CO2-Bepreisung ist ein marktwirtschaftlich sinnvolles Instrument für den Klimaschutz. Solange CO2-Preise international jedoch stark voneinander abweichen, entstehen Wettbewerbsverzerrungen und Anreize zur Verlagerung emissionsintensiver Produktion. Der CO2-Grenzausgleichsmechanismus (CBAM) der EU kann diese Folgen begrenzen, bleibt aber ein komplexer Second-Best-Ansatz.
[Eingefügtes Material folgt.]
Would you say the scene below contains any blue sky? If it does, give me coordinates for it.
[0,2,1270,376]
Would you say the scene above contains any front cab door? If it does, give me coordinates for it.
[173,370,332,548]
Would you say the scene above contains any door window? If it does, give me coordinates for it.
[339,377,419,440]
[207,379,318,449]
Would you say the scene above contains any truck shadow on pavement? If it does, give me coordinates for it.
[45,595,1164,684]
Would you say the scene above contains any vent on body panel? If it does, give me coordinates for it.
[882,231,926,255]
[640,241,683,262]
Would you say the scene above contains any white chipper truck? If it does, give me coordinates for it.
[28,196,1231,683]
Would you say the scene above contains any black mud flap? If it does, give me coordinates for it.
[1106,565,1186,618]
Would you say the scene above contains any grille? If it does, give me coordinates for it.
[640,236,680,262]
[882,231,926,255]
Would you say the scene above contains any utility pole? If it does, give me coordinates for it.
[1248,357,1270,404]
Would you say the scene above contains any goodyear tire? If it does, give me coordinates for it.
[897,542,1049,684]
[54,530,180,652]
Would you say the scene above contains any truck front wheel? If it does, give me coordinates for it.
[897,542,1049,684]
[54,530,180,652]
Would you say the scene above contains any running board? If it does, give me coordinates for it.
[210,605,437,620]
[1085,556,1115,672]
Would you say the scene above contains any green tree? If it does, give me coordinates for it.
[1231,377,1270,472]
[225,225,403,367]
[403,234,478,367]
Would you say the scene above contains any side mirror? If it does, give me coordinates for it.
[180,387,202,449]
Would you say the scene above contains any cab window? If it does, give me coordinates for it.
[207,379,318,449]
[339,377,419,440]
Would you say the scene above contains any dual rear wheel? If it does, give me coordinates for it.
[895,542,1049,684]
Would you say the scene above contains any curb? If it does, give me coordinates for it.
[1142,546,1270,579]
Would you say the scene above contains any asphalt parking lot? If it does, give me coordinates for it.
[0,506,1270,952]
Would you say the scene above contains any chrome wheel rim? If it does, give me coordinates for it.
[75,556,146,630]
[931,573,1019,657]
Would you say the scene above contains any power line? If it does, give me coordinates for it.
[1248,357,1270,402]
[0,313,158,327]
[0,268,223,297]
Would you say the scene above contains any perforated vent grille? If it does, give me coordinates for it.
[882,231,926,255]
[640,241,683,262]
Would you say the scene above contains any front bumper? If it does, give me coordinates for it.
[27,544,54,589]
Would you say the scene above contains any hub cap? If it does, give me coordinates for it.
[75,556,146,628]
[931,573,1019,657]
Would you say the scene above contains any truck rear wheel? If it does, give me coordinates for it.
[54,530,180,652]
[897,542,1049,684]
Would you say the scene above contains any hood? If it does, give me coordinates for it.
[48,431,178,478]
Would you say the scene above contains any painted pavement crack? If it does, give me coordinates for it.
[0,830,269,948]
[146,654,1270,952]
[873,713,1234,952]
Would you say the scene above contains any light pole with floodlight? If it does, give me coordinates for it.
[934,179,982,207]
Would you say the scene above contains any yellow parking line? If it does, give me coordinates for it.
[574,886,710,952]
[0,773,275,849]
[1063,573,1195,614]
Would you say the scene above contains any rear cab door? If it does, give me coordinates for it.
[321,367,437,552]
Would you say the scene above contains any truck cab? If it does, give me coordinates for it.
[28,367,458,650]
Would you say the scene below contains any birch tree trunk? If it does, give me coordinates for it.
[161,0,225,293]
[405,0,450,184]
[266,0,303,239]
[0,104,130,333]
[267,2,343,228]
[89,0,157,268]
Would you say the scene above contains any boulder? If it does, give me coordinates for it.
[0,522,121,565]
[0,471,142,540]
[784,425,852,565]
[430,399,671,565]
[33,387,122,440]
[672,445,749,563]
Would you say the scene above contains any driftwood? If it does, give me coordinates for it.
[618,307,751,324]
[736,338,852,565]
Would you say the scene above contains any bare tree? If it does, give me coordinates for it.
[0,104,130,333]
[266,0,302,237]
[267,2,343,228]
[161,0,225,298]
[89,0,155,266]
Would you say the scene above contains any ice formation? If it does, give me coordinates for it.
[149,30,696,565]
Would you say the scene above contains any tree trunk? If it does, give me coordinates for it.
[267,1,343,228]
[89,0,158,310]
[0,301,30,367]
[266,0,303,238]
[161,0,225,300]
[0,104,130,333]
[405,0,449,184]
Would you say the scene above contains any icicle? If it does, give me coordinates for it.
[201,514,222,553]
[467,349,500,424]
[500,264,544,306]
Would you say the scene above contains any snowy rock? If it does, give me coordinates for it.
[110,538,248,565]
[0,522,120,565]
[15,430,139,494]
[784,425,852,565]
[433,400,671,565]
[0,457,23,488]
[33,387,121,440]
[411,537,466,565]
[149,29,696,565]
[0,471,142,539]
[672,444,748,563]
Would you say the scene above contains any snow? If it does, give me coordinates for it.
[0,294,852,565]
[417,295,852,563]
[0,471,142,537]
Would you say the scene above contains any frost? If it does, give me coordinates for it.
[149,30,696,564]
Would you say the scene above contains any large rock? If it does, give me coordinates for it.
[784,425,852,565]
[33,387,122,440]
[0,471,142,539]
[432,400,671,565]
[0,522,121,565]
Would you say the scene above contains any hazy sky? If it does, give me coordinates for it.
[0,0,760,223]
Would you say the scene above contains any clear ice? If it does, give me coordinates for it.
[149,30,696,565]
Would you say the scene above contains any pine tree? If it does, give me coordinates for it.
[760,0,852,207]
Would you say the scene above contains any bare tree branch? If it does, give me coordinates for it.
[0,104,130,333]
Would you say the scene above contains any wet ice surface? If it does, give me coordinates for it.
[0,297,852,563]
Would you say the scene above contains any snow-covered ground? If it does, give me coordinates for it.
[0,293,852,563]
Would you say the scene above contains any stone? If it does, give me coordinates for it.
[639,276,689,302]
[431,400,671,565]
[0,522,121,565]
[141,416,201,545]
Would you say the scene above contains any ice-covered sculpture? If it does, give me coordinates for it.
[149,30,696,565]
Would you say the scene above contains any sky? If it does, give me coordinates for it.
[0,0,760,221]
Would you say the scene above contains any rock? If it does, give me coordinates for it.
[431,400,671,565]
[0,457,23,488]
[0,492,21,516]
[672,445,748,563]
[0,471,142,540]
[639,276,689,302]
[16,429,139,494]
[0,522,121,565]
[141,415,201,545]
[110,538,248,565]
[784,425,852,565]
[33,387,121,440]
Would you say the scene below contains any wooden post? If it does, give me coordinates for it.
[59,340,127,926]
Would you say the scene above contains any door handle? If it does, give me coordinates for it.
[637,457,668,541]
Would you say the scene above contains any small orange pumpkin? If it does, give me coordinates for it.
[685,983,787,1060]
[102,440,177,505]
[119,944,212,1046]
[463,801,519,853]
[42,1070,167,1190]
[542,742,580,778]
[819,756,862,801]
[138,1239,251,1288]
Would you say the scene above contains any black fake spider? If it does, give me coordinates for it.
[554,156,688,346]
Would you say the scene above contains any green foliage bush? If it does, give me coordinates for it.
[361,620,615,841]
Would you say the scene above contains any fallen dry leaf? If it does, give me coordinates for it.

Eine weitere Ausweitung des CBAM droht Bürokratie zu verstärken und neue Umgehungsstrategien hervorzurufen. Zugleich bleiben Wettbewerbsnachteile europäischer Unternehmen auf Exportmärkten bestehen. Statt in eine regulatorische Expansionsspirale einzutreten, sollte die EU den bestehenden Mechanismus vereinfachen, seine Wirksamkeit evaluieren und einen WTO-konformen Ausgleich der CO2-Kosten europäischer Exporteure prüfen.

Dauerhaft sollte die EU auf eine stärkere internationale Koordinierung der CO2-Bepreisung und die Verknüpfung von Emissionshandelssystemen setzen. Je stärker sich CO2-Preise international annähern, desto geringer wird der Bedarf an komplexen Grenzausgleichsmechanismen.